Samstag, 3. September 2016

Ökumene am Samstag


Nach der Frühmesse im Kapuzinerkonvent wurde es ökumenisch, und zwar den ganzen Tag über. Mit Pater Marek, dem Pfarrer, besuchte ich den orthodoxen Bischof Andrej, der heute zum Stadtfest nach Woronezh gekommen war. Und anschließend fuhren wir in zwei seiner Klöster am Don: ein Frauen- und ein Männerkloster. Was beide gemein haben ist, dass sich ihre historischen Räume unter der Erde befinden, in Kreidefelsen gegraben. Das "Labyrinth" des Männerklosters hat 40 Kapellen und soll einem neunstöckigen Haus mit drei Eingängen entsprechen. Es ist zu spät, um ausführlicher zu erzählen. Wir waren erst kurz vor elf am Abend heimgekehrt.

Schneller Zusatz vom Sonntagmorgen. Erst ein paar Worte zu den drei kleineren Fotos von oben nach unten, dann zum großen, dann zu den beiden schmaleren unten rechts.

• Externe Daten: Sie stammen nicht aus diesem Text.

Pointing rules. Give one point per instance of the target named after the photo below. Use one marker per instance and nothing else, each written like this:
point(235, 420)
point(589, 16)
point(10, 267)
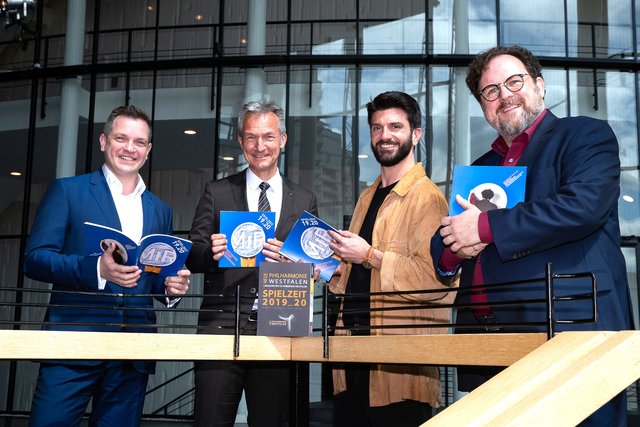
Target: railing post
point(550, 305)
point(236, 338)
point(325, 322)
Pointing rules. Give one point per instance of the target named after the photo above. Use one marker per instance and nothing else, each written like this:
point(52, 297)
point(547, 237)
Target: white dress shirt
point(129, 209)
point(274, 192)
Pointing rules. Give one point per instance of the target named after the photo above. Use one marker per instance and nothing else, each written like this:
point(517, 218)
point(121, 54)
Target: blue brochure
point(488, 187)
point(246, 233)
point(308, 241)
point(155, 253)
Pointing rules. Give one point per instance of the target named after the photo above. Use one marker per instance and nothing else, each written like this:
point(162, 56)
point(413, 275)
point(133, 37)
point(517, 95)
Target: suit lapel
point(288, 211)
point(102, 195)
point(239, 190)
point(148, 214)
point(538, 141)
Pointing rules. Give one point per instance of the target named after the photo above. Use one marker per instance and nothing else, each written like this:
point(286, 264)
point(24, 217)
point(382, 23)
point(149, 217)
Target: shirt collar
point(116, 186)
point(253, 182)
point(500, 145)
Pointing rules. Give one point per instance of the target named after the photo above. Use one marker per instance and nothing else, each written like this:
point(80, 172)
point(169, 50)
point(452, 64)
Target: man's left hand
point(178, 285)
point(461, 230)
point(350, 247)
point(271, 251)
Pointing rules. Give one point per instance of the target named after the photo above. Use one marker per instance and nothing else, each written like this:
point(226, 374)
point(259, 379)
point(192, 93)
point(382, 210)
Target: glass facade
point(191, 64)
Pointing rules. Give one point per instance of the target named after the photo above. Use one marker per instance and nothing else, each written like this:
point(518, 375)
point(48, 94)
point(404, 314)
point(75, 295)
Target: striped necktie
point(263, 202)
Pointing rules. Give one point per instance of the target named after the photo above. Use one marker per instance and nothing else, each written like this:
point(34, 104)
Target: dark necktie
point(263, 202)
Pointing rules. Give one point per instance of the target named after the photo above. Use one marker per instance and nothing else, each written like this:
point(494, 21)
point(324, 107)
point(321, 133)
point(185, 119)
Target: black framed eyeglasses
point(513, 84)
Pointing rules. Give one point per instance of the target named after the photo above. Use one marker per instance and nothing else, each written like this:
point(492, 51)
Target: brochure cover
point(285, 299)
point(246, 233)
point(488, 187)
point(155, 253)
point(308, 241)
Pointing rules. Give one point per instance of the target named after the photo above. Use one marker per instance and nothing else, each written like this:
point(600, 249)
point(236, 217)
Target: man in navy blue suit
point(569, 217)
point(114, 196)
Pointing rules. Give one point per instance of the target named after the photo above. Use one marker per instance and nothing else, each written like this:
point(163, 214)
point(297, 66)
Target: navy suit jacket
point(230, 194)
point(56, 254)
point(569, 218)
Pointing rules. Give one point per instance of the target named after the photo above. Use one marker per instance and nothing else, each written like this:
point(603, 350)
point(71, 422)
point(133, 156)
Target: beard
point(392, 158)
point(511, 127)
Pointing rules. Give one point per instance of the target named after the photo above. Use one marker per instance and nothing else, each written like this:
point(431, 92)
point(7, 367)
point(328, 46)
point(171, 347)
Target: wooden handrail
point(474, 349)
point(560, 383)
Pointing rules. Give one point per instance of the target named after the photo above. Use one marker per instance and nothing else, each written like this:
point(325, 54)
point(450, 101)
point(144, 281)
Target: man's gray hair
point(261, 106)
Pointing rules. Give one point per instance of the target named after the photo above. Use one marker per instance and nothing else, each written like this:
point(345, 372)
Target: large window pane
point(523, 23)
point(600, 29)
point(375, 80)
point(319, 151)
point(179, 159)
point(462, 27)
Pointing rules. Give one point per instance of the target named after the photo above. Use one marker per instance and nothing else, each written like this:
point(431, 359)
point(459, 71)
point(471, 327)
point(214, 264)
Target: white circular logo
point(315, 243)
point(158, 254)
point(247, 239)
point(488, 196)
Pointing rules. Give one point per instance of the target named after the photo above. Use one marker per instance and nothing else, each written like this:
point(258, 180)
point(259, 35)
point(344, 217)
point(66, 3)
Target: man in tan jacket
point(387, 249)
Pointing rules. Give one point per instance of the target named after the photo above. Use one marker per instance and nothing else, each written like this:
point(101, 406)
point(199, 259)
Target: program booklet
point(285, 299)
point(155, 253)
point(488, 187)
point(308, 241)
point(246, 233)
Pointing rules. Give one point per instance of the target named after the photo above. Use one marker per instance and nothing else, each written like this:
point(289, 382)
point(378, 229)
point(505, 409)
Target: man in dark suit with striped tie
point(219, 384)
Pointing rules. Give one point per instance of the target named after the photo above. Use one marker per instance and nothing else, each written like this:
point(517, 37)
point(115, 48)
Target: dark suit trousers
point(64, 391)
point(219, 386)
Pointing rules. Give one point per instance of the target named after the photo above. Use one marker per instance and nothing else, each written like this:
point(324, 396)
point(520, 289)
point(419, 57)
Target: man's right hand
point(124, 275)
point(218, 245)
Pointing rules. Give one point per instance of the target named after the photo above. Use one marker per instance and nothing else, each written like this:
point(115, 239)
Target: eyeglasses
point(252, 139)
point(513, 84)
point(122, 140)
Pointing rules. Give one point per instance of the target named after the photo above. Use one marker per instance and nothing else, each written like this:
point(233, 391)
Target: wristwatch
point(366, 262)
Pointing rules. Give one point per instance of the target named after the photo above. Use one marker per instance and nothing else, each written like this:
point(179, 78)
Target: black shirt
point(360, 277)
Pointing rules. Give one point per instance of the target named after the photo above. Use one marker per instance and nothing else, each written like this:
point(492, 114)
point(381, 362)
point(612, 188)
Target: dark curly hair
point(480, 62)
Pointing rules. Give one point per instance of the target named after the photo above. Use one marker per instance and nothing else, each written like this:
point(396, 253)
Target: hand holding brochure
point(488, 187)
point(246, 233)
point(155, 253)
point(308, 241)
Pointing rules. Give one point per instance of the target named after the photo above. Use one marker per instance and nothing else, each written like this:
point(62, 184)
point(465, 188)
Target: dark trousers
point(351, 407)
point(219, 386)
point(64, 391)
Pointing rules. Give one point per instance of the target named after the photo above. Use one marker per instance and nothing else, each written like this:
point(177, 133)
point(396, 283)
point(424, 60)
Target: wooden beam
point(560, 383)
point(472, 349)
point(475, 349)
point(63, 345)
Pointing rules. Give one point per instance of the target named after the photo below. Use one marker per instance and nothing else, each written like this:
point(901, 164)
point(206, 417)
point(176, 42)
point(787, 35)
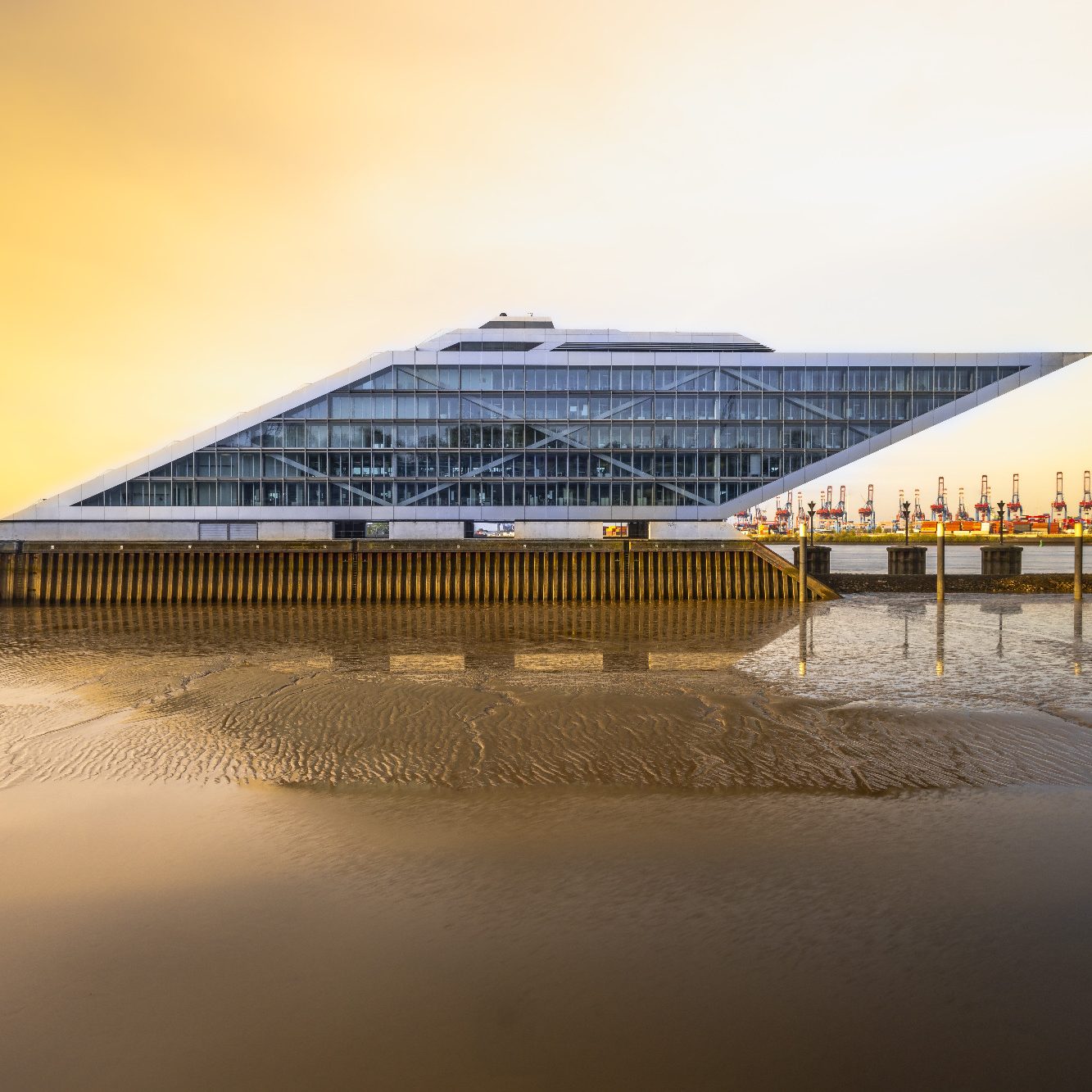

L.o.: Das Männerkloster am Don war schwer zu erreichen. Busse fahren sicher nicht hier her. Unterwegs begegneten uns Pilger zu Fuß. Von der großen Fläche, auf der einst große Kirchen standen, nämlich bevor hier alles von sozialistischen Jugendbrigaden dem Erdboden gleich gemacht wurde, führt eine Treppe zum Eingang der Höhlen. L.m.: Die Wege im Kreidefelsen führen ständig nach rechts und links und nach unten. Das Kloster hatte einen Ausgang am Ufer des Don. Fast alle Verzierungen der Gewölbe und Kapellen sind zertrümmert, viele Gänge bis heute verschüttet. Besonders im Winter graben die Mönche und freiwillige Helfer nach dem Ursprünglichen. L.u.: In einer der unterirdischen Kirchen des Frauenklosters. Die ikonenartigen Reliefs sind aus den Kreidefelsen herausmodeliert. O.r.: In dieser unterirdischen Zelle lebte ein Einsiedler. Rechts in der Niesche schlief er und wurde auch später begraben. U.m.: Bereits 3 km Gänge des Männerklosters im Kreidefelsen am Don sind wieder freigelegt. Vor 7 Jahren hatte die orthodoxe Kirche die Anlage zurückbekommen. U.r.: Es gibt drei "Balkons" in der Klosteranlage. Am Ende eines Ganges ist da plötzlich eine Tür nach draußen. Und man findet sich am steilen Felsen, 30-40 m über dem Don wieder. Der Blick schweift dort in absoluter Stille über Wälder am anderen Ufer. Da, unweit vom Fluß, sind bis heute italienische Soldaten begraben. Im 2. Weltkrieg verlief hier die Front.